Digging paths and flowerbeds around the house has turned up lots of little artifacts. These brass buttons were found in the front and back gardens, respectively. The legend on the larger button says "Victoria Jubilee - June 20 1887." The smaller, rounded button is one of two identical buttons I've unearthed so far. It has a shield design emblazoned with what is probably arms associated with the parts of British Army at the time. The arms granted to the Board of His Majesty's Ordnance, 16th May 1823 are "azure, three field pieces in pale or, on a chief argent three pellets". These arms were already in use by the Army Council. Related arms belonging to the Royal Engineers and the Inspector General of Fortifications have been found on a similar larger brass button found close by at Fort Townshend.


   This clay pipe bowl is typical of the dozens of pipe fragments found in the back garden. Whoever lived here in the late 1800s sure smoked a lot! In 2004 I found a stem for a pipe of about this age, marked "A GOGHILL" on one side, and "GLASGOW" on the other.

   Some of the clay pipe fragments. Note the smaller, bowls with a foot and a greater angle to the stem. These are probably from before 1800. Likely they were smoked by soldiers on duty at the powder house.


   This silver spoon has a hallmark, but so far it has proved illegible.

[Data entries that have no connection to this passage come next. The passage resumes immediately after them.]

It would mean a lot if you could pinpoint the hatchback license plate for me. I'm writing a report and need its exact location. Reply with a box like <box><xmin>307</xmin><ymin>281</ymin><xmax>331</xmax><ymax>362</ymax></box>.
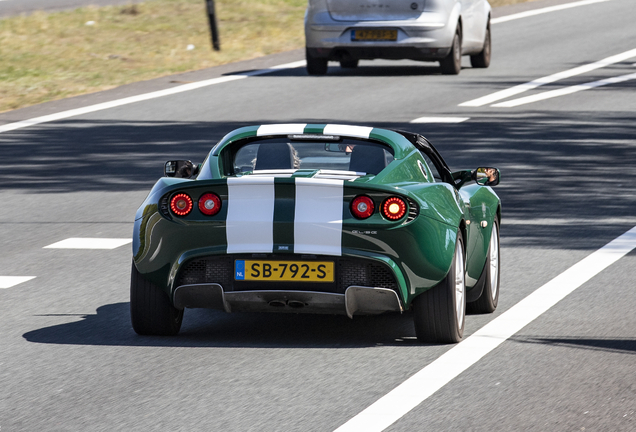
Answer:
<box><xmin>351</xmin><ymin>29</ymin><xmax>397</xmax><ymax>41</ymax></box>
<box><xmin>234</xmin><ymin>260</ymin><xmax>334</xmax><ymax>282</ymax></box>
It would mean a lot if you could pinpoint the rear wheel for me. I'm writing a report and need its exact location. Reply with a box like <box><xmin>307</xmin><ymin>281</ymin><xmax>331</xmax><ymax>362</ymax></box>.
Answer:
<box><xmin>340</xmin><ymin>59</ymin><xmax>358</xmax><ymax>69</ymax></box>
<box><xmin>413</xmin><ymin>231</ymin><xmax>466</xmax><ymax>343</ymax></box>
<box><xmin>439</xmin><ymin>26</ymin><xmax>462</xmax><ymax>75</ymax></box>
<box><xmin>305</xmin><ymin>49</ymin><xmax>327</xmax><ymax>75</ymax></box>
<box><xmin>130</xmin><ymin>263</ymin><xmax>183</xmax><ymax>336</ymax></box>
<box><xmin>466</xmin><ymin>219</ymin><xmax>500</xmax><ymax>314</ymax></box>
<box><xmin>470</xmin><ymin>22</ymin><xmax>491</xmax><ymax>68</ymax></box>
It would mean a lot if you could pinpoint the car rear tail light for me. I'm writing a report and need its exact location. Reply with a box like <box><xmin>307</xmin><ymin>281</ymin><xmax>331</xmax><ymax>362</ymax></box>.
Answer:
<box><xmin>351</xmin><ymin>195</ymin><xmax>375</xmax><ymax>219</ymax></box>
<box><xmin>170</xmin><ymin>193</ymin><xmax>192</xmax><ymax>216</ymax></box>
<box><xmin>382</xmin><ymin>197</ymin><xmax>406</xmax><ymax>221</ymax></box>
<box><xmin>199</xmin><ymin>193</ymin><xmax>221</xmax><ymax>216</ymax></box>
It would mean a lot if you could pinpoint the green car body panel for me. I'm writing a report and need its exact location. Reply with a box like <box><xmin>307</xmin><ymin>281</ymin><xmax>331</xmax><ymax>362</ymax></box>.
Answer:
<box><xmin>133</xmin><ymin>124</ymin><xmax>501</xmax><ymax>310</ymax></box>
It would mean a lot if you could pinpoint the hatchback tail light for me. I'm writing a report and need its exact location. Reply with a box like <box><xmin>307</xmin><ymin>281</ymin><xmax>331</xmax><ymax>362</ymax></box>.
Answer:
<box><xmin>170</xmin><ymin>193</ymin><xmax>193</xmax><ymax>216</ymax></box>
<box><xmin>351</xmin><ymin>195</ymin><xmax>375</xmax><ymax>219</ymax></box>
<box><xmin>199</xmin><ymin>192</ymin><xmax>221</xmax><ymax>216</ymax></box>
<box><xmin>382</xmin><ymin>197</ymin><xmax>407</xmax><ymax>221</ymax></box>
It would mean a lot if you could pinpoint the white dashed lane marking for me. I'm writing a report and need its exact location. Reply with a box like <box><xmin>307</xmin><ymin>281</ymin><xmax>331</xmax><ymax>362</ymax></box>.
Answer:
<box><xmin>459</xmin><ymin>49</ymin><xmax>636</xmax><ymax>107</ymax></box>
<box><xmin>336</xmin><ymin>227</ymin><xmax>636</xmax><ymax>432</ymax></box>
<box><xmin>0</xmin><ymin>276</ymin><xmax>35</xmax><ymax>289</ymax></box>
<box><xmin>410</xmin><ymin>117</ymin><xmax>470</xmax><ymax>123</ymax></box>
<box><xmin>44</xmin><ymin>238</ymin><xmax>132</xmax><ymax>249</ymax></box>
<box><xmin>492</xmin><ymin>73</ymin><xmax>636</xmax><ymax>108</ymax></box>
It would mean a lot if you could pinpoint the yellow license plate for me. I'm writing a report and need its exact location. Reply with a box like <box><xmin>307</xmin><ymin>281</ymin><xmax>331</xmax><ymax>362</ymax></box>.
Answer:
<box><xmin>234</xmin><ymin>260</ymin><xmax>334</xmax><ymax>282</ymax></box>
<box><xmin>351</xmin><ymin>30</ymin><xmax>397</xmax><ymax>41</ymax></box>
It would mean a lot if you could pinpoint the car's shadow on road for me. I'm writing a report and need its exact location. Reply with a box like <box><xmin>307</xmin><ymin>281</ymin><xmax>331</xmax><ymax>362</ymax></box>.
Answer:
<box><xmin>227</xmin><ymin>62</ymin><xmax>442</xmax><ymax>78</ymax></box>
<box><xmin>23</xmin><ymin>303</ymin><xmax>422</xmax><ymax>348</ymax></box>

   This 1821 British farthing is the oldest identifiable artifact I've found so far. It's quite corroded, but you can compare it to this other George IV farthing. I've also found a large coin that is probably an early Canadian penny, and a small coin that is simply too corroded to identify.


   The rocks under the soil are mostly sharp bits of shale. These (and many other) beach rocks were probably brought here in the late 1800s, judging by the depth at which they were found. They are unremarkable and could be from anywhere. However, the people living here worked on the St. John's waterfront as wharfingers and tidewaiters when the city actually had beaches. I like to think that that's where these are from.


   Two 1926 Nfld. license plates. The number is 2212. Found near pieces of an axle, an early spark plug, and many unidentifiable rusty lumps of metal.

   Besides the items pictured here, I've found a flint stone a 69 caliber lead musket ball, and several clay marbles. Also, three buckets worth of glass and ceramic sherds and the leather heel of a child's shoe.